Earlier this year, the CDC, as a part of their Morbidity and Mortality Weekly Report, published an article entitled: Using Electronic Clinical Quality Measure Reporting for Public Health Surveillance. The article begins by giving us some positive statistics on the increasing use of EHRs and the data from those EHRs being helpful to population health initiatives. It specifically focuses on “clinical performance goals of Million Hearts, a U.S. Department of Health and Human Services initiative that was launched in 2012 to prevent 1 million heart attacks and strokes by 2017.” The power of focusing on just a few Clinical Quality Measures (Blood pressure, aspirin, and Cholesterol measures) associated with such a clear goal showed positive trends in a steadily increasing number of providers providing these CQMs based on this incentive.
As with every study, the article laid out the limitations of this particular study, which focused on blood pressure only, before getting into the detailed results of their work. The seven limitations they named were quite typical, including possible duplicate data and possible non-reporting of improved patients, but the limitation that seemed most unnecessary and raised my blood pressure indeed was, “Sixth, incentive program CQM reporting was based only on the data available in the EHR system of the health care provider. If a patient transitioned to another provider, such as a specialist, the original EHR might not have subsequent, possibly improved, blood pressure values recorded.”
The fact is, those specialists very likely did or could have reported those results back to the primary care physician, but it would most likely arrive as a fax. So, the information is there and even possible attached to the patients record in the EHR, but no one can access it for this study.

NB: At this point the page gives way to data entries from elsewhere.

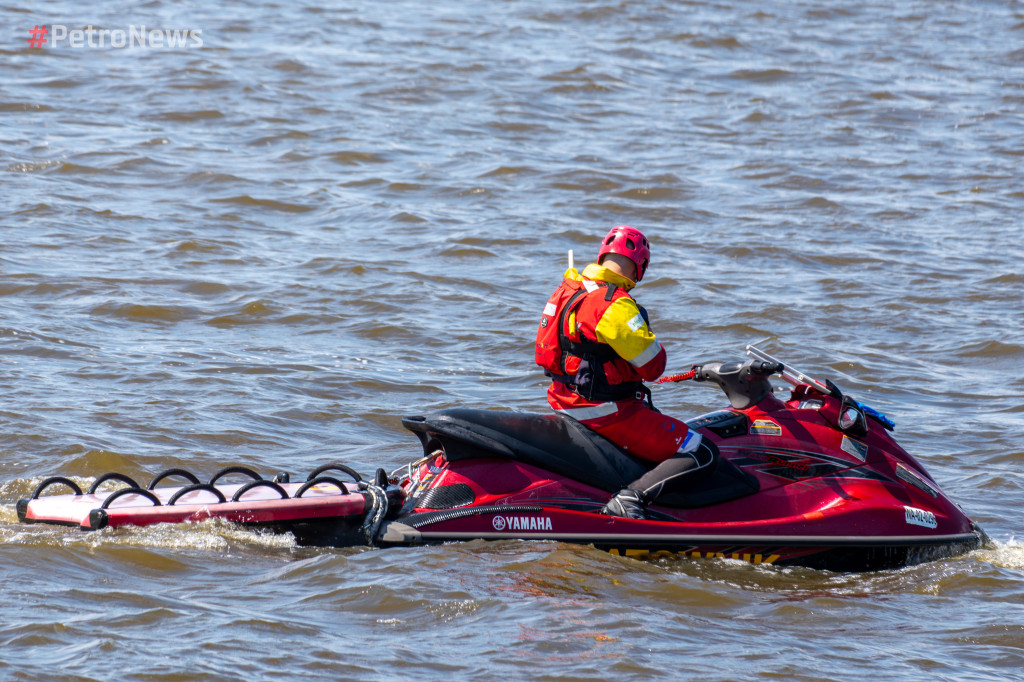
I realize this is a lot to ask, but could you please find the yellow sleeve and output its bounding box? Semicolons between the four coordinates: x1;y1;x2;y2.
594;296;662;368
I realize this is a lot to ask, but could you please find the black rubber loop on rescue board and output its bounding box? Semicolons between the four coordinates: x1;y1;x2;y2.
231;480;288;502
292;476;349;498
87;472;139;495
99;487;161;509
29;476;82;500
167;483;227;507
145;469;199;491
306;462;362;483
210;467;263;485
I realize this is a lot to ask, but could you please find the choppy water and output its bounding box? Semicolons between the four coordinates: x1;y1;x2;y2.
0;0;1024;681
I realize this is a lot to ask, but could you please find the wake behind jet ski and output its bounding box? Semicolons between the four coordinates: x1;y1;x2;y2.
18;346;984;570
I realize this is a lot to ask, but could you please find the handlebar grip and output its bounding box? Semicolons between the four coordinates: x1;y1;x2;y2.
751;360;785;376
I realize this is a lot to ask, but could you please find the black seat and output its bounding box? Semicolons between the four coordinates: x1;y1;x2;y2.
401;408;759;508
401;408;650;493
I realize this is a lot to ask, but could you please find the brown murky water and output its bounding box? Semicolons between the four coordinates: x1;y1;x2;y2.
0;0;1024;681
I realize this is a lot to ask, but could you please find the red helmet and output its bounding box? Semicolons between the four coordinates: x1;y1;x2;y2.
597;225;650;282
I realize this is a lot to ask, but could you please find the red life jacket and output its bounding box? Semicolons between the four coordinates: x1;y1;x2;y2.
534;278;643;402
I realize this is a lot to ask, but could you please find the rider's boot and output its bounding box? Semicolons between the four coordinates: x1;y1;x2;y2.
601;487;647;518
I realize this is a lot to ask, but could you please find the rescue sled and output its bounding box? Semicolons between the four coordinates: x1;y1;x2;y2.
18;346;985;570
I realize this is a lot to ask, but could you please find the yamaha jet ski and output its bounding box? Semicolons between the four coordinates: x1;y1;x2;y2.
18;346;985;571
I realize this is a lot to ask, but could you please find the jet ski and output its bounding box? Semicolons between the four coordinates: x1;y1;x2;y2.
18;345;986;571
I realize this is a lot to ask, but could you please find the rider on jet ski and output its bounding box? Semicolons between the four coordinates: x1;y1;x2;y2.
535;225;717;518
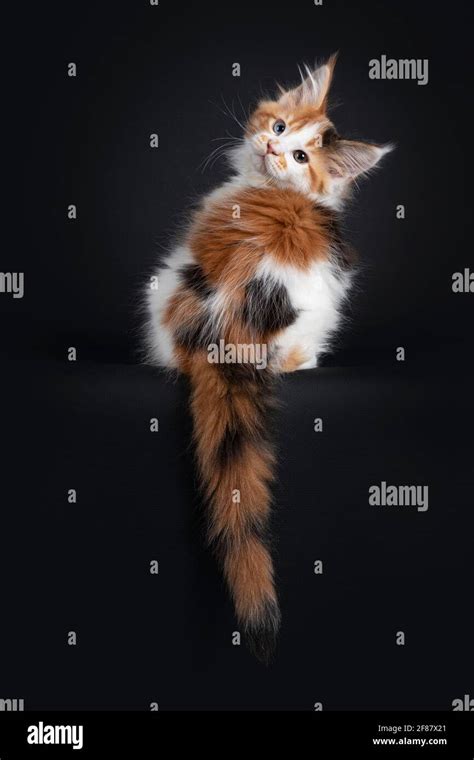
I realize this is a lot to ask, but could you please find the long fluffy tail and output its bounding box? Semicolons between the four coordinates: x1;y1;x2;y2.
189;354;280;662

Why is that? Healthcare information stuck in unstructured formats, such as faxes, are overwhelming in volume. Handling the documents themselves, just for the sake of reviewing and filing put enough strain on organizations. If you add manual data entry to that, it becomes very difficult.
Well, imagine if your fax line could feed directly to a software application on your computer. This software could process any documents with clinical information which could then automatically be presented to you for review with at least 80% of the desired clinical data captured into discrete fields 100% correctly. In essence, replacing data entry with a simple review, thereby speeding up the process of getting the data into your EHR and reducing data entry errors. Imagine that in the time it would take you to acclimate yourself to that document and simply find the order date, you could have reviewed all the data in a structured format that would have everything where you expect it to be for easier review. When you finished your review, the data would automatically populate the discrete fields of you EHR and you would be presented with the next document to review. Imagine.